Governor listening to communities of color

Logo - clean air

October 22, 2015

Ms. Sarah Rees
Special Assistant – Climate Policy
PO Box 47600
Olympia, WA 98504

Dear Sarah Rees and Stu Clark,

Thank you for the opportunity to comment on the Clean Air Rule. As a coalition of social and economic justice organizations dedicated to finding the most equitable solutions to climate change, we are encouraged by the opportunities presented by the rulemaking process currently underway. As advocates, we hold ourselves accountable to the communities in Washington State who are most affected by both air pollution, including excess greenhouse gas emissions and their criteria pollutants, and global climate change. Both race and income are risk factors for respiratory disease like asthma and many of the entities targeted by the Clean Air Rule are located in or near low-income communities of color.[1] Traffic emissions pose a particularly potent threat to public health in communities near major roadways where criteria pollutants tend to concentrate, even as they contribute to the state’s largest source of carbon pollution.

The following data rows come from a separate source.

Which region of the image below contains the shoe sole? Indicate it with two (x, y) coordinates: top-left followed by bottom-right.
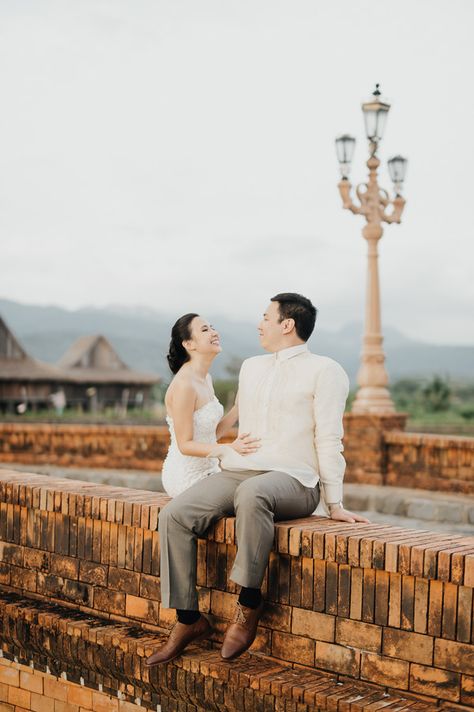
(145, 630), (214, 668)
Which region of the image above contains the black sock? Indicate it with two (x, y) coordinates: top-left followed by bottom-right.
(239, 586), (262, 608)
(176, 608), (201, 625)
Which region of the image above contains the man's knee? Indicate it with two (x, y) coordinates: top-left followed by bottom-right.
(158, 499), (183, 529)
(234, 475), (271, 510)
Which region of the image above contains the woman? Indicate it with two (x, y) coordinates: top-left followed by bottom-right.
(162, 314), (259, 497)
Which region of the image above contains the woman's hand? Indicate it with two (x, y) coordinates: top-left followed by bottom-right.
(230, 433), (261, 455)
(331, 507), (370, 524)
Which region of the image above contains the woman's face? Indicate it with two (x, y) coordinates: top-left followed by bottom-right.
(183, 316), (222, 355)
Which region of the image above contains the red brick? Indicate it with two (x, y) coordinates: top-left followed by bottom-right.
(382, 628), (433, 665)
(361, 653), (409, 690)
(291, 608), (335, 642)
(410, 664), (461, 702)
(272, 631), (314, 665)
(336, 618), (382, 653)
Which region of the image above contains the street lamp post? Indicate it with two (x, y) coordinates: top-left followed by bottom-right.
(336, 84), (407, 413)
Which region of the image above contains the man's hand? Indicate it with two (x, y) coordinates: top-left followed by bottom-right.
(330, 507), (370, 524)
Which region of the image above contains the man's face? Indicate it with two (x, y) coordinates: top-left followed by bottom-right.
(258, 302), (285, 352)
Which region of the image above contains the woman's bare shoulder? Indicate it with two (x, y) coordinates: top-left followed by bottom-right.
(165, 371), (197, 404)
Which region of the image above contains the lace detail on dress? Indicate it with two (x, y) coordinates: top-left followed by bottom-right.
(161, 396), (224, 497)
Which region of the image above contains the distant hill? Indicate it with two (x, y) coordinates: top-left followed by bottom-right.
(0, 299), (474, 384)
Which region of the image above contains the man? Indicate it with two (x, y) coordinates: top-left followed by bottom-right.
(147, 293), (368, 666)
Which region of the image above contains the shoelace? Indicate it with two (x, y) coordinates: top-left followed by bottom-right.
(235, 601), (247, 624)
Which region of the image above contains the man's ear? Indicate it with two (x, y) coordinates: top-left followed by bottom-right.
(283, 319), (295, 334)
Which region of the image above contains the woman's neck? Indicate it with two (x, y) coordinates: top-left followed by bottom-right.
(189, 356), (214, 381)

We therefore believe that requiring reductions in greenhouse gases from our state’s largest polluters is a crucial step toward both minimizing our state’s contribution to global climate change and improving air quality locally. In order to confer benefits locally and globally, however, the Clean Air Rule must be carefully crafted through a strong racial and economic equity analysis and ensure that compliance flexibility does not sacrifice or undermine the efficacy of the cap.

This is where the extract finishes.